Bonilla Valdez podría no llegar al cargo al no acreditar residencia mexicana efectiva de por lo menos quince años inmediatos anteriores al día de la elección, el 2 de junio, como lo muestran documentos apostillados por el gobierno de California el 13 de mayo pasado.

En la Declaración del Comité de Campaña Beneficiario, con la cual Bonilla Valdez se postuló como director del Distrito de Agua de Otay, reportó que en 2016 su domicilio se ubicaba en Chula Vista, California, lo cual interfiere con el apartado tercero del artículo 41 de la constitución de Baja California, el cual establece como requisito para ser gobernador estatal “Tener vecindad en el Estado con residencia efectiva de por lo menos quince años inmediatos anteriores al día de la elección”.

Como primeras acciones, adelantó que eliminará a la Policía Estatal Preventiva (PEP) y revisará el presupuesto estatal a fin de reducirlo eliminando algunas Secretarías.

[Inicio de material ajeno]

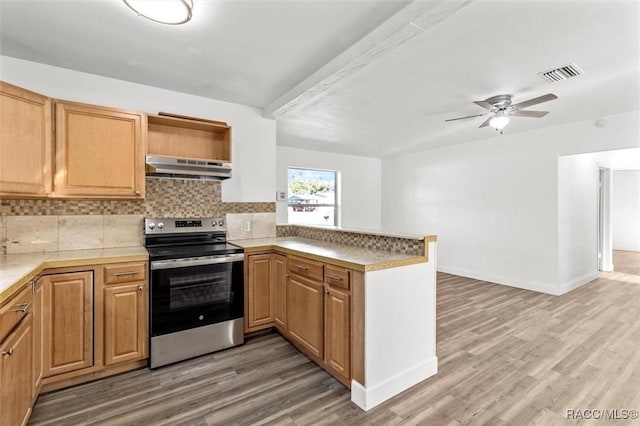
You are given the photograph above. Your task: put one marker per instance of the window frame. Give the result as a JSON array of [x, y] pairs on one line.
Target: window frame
[[336, 197]]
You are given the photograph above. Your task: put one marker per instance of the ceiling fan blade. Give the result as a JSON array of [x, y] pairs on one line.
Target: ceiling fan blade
[[464, 118], [540, 99], [534, 114], [485, 105], [486, 122]]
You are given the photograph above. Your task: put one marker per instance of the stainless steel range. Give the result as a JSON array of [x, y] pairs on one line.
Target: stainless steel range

Pero a pesar de ello, este martes el consejero presidente del Instituto Estatal Electoral (IEE), Clemente Custodio Ramos Mendoza, entregó a Bonilla Valdez, de la coalición “Juntos Haremos Historia”, la constancia de mayoría de votos. Al recibir el documento, dijo que será un “gobernador para todos” y que en él los bajacalifornianos encontrarán trabajo.La dirigencia colectiva del Partido de la Revolución Democrática (PRD) anunció la impugnación del triunfo del candidato de Morena al señalar que “no es elegible” debido a que “hasta 2016 se registraba como candidato para contender por el cargo de director del Distrito de Agua de Otay, elección en la que sólo participan habitantes de los Estados Unidos”.